Devon Erickson was convicted in June of all 46 charges against him, including murder in the death of Kendrick Castillo, an 18-year-old senior hailed as a hero for trying to stop the attack on a classroom at STEM School Highlands Ranch south of Denver. Eight other students were injured.
Prosecutors said Erickson, now 20, partnered with fellow student Alec McKinney in the May 7, 2019, shooting. Since Erickson was 18 and an adult at the time of the shooting, he faces a mandatory life sentence.
McKinney, who was 16 and a juvenile at the time of the shooting, was sentenced to life last year but could become eligible for parole after about 20 years in prison under a program for juvenile offenders.
Friday’s sentencing hearing allows victims and their families to tell the court about what they’ve suffered in the continuing aftermath of the attack.
Erickson and McKinney targeted a classroom of high school students who were sitting in the dark, watching a movie at the end of their senior year.
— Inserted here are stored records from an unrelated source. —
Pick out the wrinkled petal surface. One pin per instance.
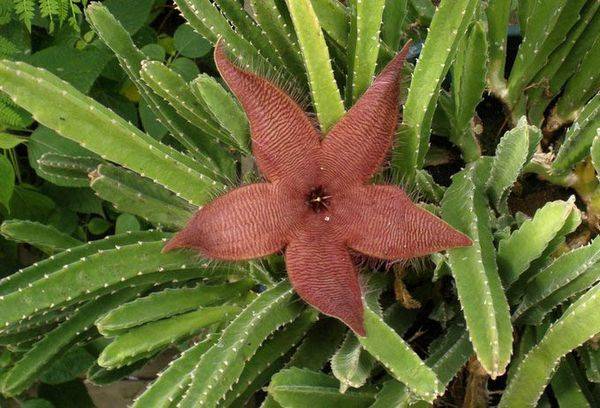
(357, 145)
(381, 221)
(248, 222)
(285, 143)
(322, 273)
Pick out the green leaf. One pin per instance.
(280, 34)
(66, 171)
(221, 366)
(579, 137)
(81, 119)
(44, 237)
(28, 204)
(130, 58)
(225, 111)
(132, 13)
(512, 153)
(127, 222)
(37, 271)
(269, 358)
(299, 388)
(468, 83)
(166, 303)
(498, 13)
(547, 25)
(89, 274)
(333, 18)
(7, 181)
(9, 141)
(568, 275)
(137, 195)
(383, 343)
(150, 338)
(98, 226)
(562, 62)
(173, 381)
(68, 366)
(206, 18)
(447, 355)
(567, 389)
(189, 43)
(579, 322)
(447, 27)
(247, 28)
(582, 86)
(32, 364)
(363, 46)
(80, 68)
(393, 22)
(590, 355)
(474, 269)
(351, 364)
(319, 345)
(529, 242)
(45, 141)
(325, 94)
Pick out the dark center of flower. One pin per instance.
(318, 199)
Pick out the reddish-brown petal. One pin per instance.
(322, 273)
(248, 222)
(284, 141)
(357, 145)
(382, 222)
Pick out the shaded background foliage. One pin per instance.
(510, 92)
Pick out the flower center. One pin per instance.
(318, 199)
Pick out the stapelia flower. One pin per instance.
(317, 203)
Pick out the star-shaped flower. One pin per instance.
(317, 203)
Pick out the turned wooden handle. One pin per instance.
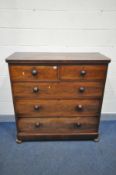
(36, 107)
(78, 124)
(82, 72)
(35, 89)
(34, 72)
(79, 107)
(37, 124)
(81, 89)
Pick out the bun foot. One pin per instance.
(18, 141)
(97, 139)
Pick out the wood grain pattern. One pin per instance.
(54, 108)
(92, 72)
(57, 90)
(57, 95)
(57, 58)
(24, 73)
(58, 125)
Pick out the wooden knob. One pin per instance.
(34, 72)
(37, 124)
(81, 89)
(82, 72)
(36, 107)
(35, 89)
(79, 107)
(78, 124)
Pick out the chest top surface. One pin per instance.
(56, 58)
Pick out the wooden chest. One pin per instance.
(57, 95)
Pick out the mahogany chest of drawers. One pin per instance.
(57, 95)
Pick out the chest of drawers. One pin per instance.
(57, 95)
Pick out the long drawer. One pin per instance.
(64, 72)
(54, 108)
(57, 90)
(58, 125)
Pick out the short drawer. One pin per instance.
(56, 108)
(57, 89)
(33, 73)
(58, 125)
(83, 72)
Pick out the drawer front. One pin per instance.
(33, 73)
(58, 125)
(83, 72)
(55, 108)
(57, 90)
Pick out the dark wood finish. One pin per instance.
(58, 125)
(57, 95)
(57, 58)
(57, 90)
(26, 73)
(54, 108)
(83, 72)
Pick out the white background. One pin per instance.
(57, 26)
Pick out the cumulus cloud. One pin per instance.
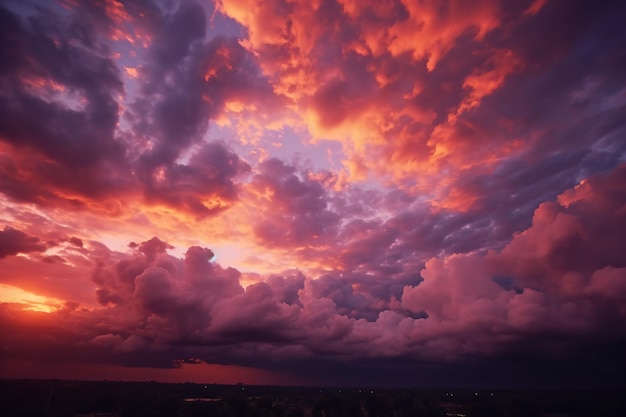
(14, 241)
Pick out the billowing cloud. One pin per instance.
(354, 191)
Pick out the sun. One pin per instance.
(27, 300)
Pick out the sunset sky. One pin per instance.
(334, 192)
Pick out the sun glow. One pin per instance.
(28, 300)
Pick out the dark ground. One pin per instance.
(57, 398)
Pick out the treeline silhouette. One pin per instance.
(57, 398)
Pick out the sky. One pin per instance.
(331, 192)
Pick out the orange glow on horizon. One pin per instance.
(27, 300)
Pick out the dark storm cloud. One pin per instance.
(53, 142)
(297, 213)
(61, 87)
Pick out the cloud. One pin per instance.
(14, 241)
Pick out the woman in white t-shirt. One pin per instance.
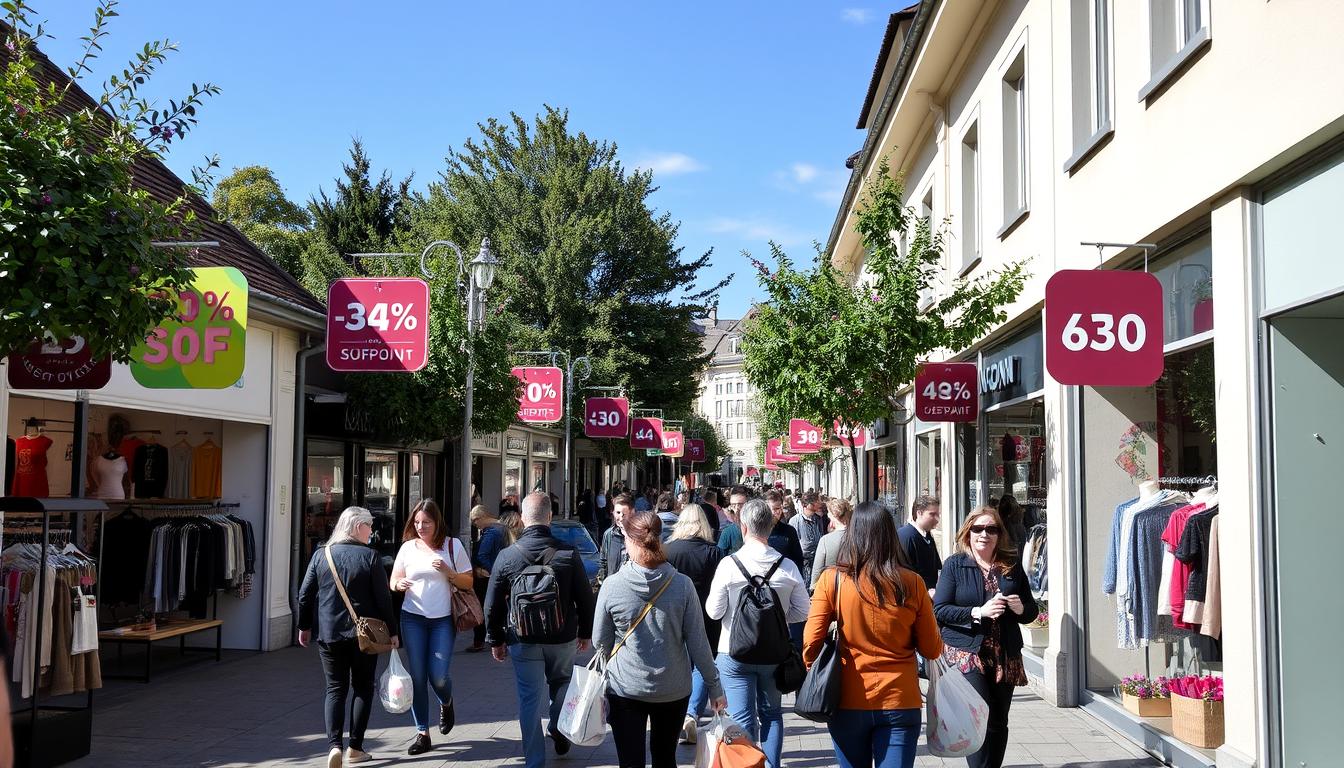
(428, 566)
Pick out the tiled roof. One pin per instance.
(234, 249)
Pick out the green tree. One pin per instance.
(589, 268)
(364, 215)
(75, 230)
(827, 350)
(253, 201)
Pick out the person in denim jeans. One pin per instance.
(753, 696)
(542, 666)
(428, 566)
(886, 615)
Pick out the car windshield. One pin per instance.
(575, 537)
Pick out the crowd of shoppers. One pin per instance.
(671, 580)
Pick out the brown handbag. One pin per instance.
(467, 607)
(372, 634)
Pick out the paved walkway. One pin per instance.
(268, 710)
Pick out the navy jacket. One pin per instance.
(366, 581)
(961, 587)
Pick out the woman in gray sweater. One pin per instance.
(651, 627)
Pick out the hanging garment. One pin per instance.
(108, 475)
(206, 463)
(151, 471)
(30, 472)
(179, 471)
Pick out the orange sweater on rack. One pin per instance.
(878, 657)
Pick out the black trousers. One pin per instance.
(999, 697)
(631, 718)
(479, 585)
(347, 667)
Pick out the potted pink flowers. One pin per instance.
(1145, 697)
(1198, 709)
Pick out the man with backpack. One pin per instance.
(538, 603)
(757, 593)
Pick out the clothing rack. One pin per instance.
(70, 726)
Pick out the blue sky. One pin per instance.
(743, 110)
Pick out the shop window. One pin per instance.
(381, 488)
(1187, 277)
(1149, 459)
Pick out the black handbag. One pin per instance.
(790, 673)
(819, 698)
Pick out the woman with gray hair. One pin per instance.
(754, 700)
(692, 552)
(320, 604)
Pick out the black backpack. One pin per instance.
(534, 603)
(760, 630)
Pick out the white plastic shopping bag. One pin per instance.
(85, 636)
(394, 687)
(956, 714)
(583, 712)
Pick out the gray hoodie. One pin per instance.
(655, 663)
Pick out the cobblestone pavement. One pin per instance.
(268, 710)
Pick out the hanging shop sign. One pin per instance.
(540, 401)
(59, 365)
(804, 436)
(606, 417)
(850, 433)
(647, 432)
(1104, 327)
(946, 392)
(378, 324)
(204, 344)
(695, 449)
(674, 444)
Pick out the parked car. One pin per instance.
(577, 535)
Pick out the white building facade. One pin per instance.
(1216, 132)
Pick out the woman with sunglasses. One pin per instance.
(981, 600)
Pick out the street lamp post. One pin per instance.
(480, 276)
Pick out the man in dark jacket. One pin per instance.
(613, 540)
(917, 541)
(542, 666)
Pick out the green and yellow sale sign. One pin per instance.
(203, 346)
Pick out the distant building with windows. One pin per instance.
(726, 394)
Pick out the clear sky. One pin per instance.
(745, 110)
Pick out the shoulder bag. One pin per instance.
(467, 607)
(819, 698)
(372, 634)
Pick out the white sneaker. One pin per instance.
(688, 729)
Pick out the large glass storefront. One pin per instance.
(1149, 501)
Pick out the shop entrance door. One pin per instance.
(1308, 429)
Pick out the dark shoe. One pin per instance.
(421, 745)
(446, 718)
(562, 745)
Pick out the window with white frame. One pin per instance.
(1015, 139)
(1175, 30)
(1089, 43)
(971, 197)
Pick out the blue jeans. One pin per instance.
(540, 671)
(875, 737)
(429, 651)
(754, 702)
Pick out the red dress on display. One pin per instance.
(30, 472)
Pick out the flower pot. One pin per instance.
(1198, 721)
(1038, 636)
(1147, 706)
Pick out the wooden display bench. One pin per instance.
(164, 630)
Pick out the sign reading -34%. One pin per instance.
(378, 324)
(946, 392)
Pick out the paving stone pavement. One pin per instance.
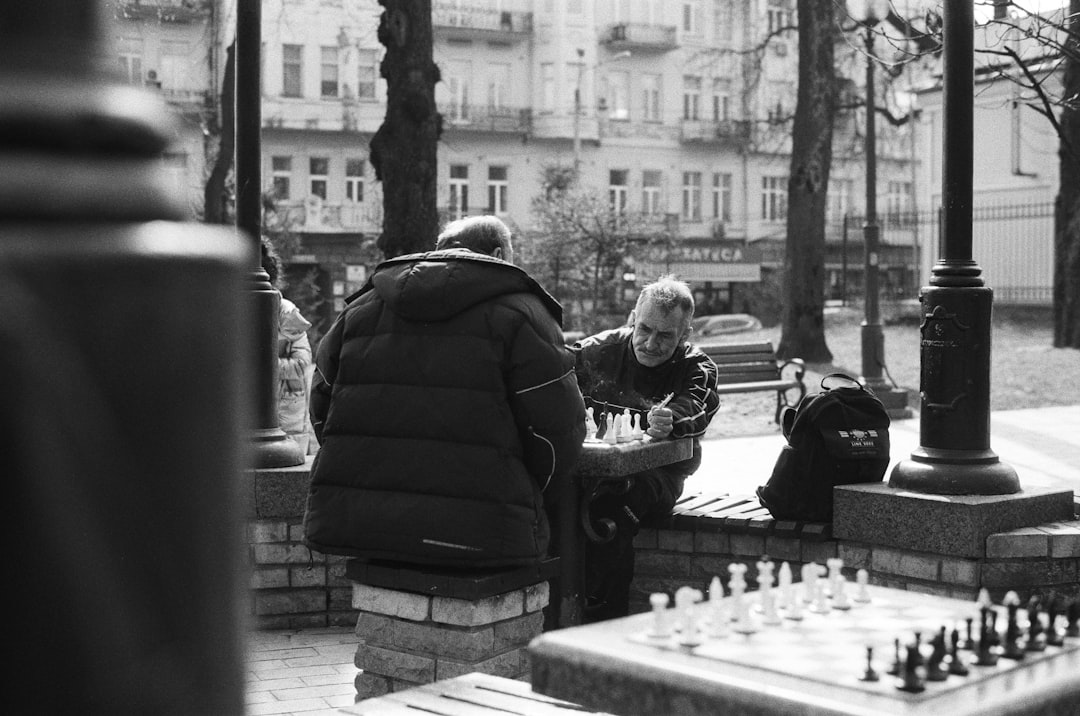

The two entered through separate doors to maximize the number of students they could kill, prosecutors said.
Prosecutors said that Erickson and McKinney concocted a “victim-hero” plan in which McKinney would either kill himself or be killed by Erickson.
The shootings stopped when Castillo and two other students, Joshua Jones and Brendan Bialy, charged Erickson, whose gun jammed after he fired four times. McKinney was apprehended by a school security guard.
Defense attorneys argued that Erickson was pressured into participating by McKinney, who testified against Erickson after pleading guilty last year. The defense also suggested that Castillo was accidentally shot as he pushed Erickson against a wall.
Despite the mandatory life term for Erickson, prosecutors asked that a report be prepared that recommends the sentence and summarizes the evidence presented at trial. That information could help deter a future governor who might possibly consider clemency for Erickson, according to District Attorney John Kellner.
After the shooting, McKinney told investigators that he planned the attack for weeks and intended to target classmates who repeatedly mocked him because he was transgender, according to court documents.
At his sentencing hearing last year, McKinney said he did not want leniency and urged anyone planning a school shooting to get help. But he also suggested the shooting was Erickson’s idea.